Today I had a talk in Clifford Grange where I am staying – targetting a group of people under represented in arts: the over 60’s. It was all very different for them but no fainting or shallow breathing, only the occasional bouts of laughter from my anecdotes about the performances I have done in the past. With the enjoyment of the older generation to reflect on I headed over to receive the footage from Johan, we figured out how to work the small tv screen in the space and I parted for some tea and crisps back where I’m staying before making my way down to Leaf where I am now because, hey, I’m here to enjoy myself too.
I have attached some photos of what I’m working on – an event score/performance device made from paper and ideas for a clay sculpture for the park. Carol wants me to use ordinary clay but I’m a bit paranoid about bits of clay exploding in the firing – in short I want to make something I have no experience in making. But its not the first time I have been successful at doing this.
#6
It is Friday evening and I am in the space on Bebington Road. The high street is closed mostly and everything is quietish in the evening’s remaining glow. I have just finished the prep for my workshop this Sunday and we have roughly 10 people booked so far.
Over the past few days I have suspended my haiku habit in favor of preparing things for Sunday and the following weeks.
I now have a performance in the works – a monologue to be learned and recited by an actor in the guise of Wifred Owen. I have been selecting pieces from a selection of his poems fortuitously brought with me and am spending time in the space cutting up words and sticking them with Tombo onto bit of coloured paper. In the past I have done this type of work but in my head, but cutting and pasting is a very different ball game, Not much yet but I am about to go a little crazy with tiny bits of paper!
My workshop has been designed for creative thought rather than learning a particular technique.

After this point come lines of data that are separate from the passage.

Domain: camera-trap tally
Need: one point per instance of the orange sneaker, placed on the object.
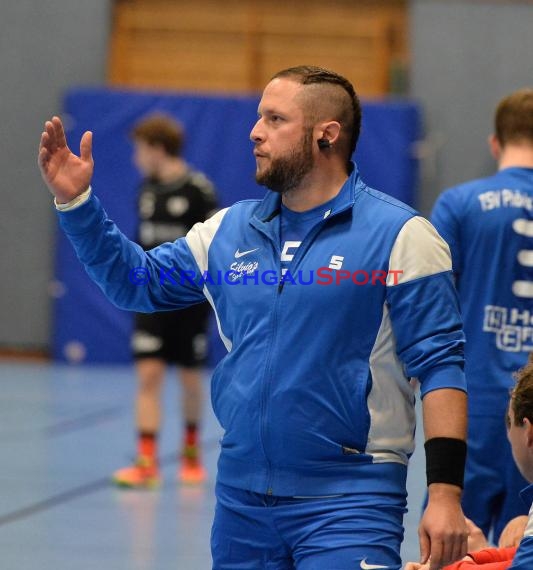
(191, 471)
(143, 475)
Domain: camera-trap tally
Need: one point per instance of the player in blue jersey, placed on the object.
(314, 394)
(488, 224)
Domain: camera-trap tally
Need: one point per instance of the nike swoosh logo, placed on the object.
(365, 566)
(241, 253)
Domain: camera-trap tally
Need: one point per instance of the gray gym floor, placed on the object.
(63, 431)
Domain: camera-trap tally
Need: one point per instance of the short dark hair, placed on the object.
(160, 129)
(344, 100)
(513, 120)
(522, 396)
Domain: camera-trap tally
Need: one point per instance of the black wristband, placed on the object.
(445, 460)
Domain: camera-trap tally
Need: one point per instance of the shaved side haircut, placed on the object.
(328, 96)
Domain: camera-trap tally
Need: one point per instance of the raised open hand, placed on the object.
(66, 175)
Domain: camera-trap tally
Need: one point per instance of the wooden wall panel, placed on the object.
(237, 45)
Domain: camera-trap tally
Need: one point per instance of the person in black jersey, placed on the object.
(172, 199)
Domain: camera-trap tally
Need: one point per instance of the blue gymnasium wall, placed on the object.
(87, 327)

It is about looking and spending time with words and the subject. My strongest works follow this idea, so I take time on them as much as I can. That is really what the workshop will be about – and making this duration of working into just a handful of words.
I have however injured my thumb with a tiny stapler which has hindered things somewhat. Nevermind, I have something to work on now which is great. Reading the recent article on Sonia Boyce’s work I sympathise with the draining aspect of a residency. Particularly if you are attempting to co-curate a show and promote yourself to the community at the same time. But being able to have the freedom to make your own work out of the commitments of paid work is a great pay off.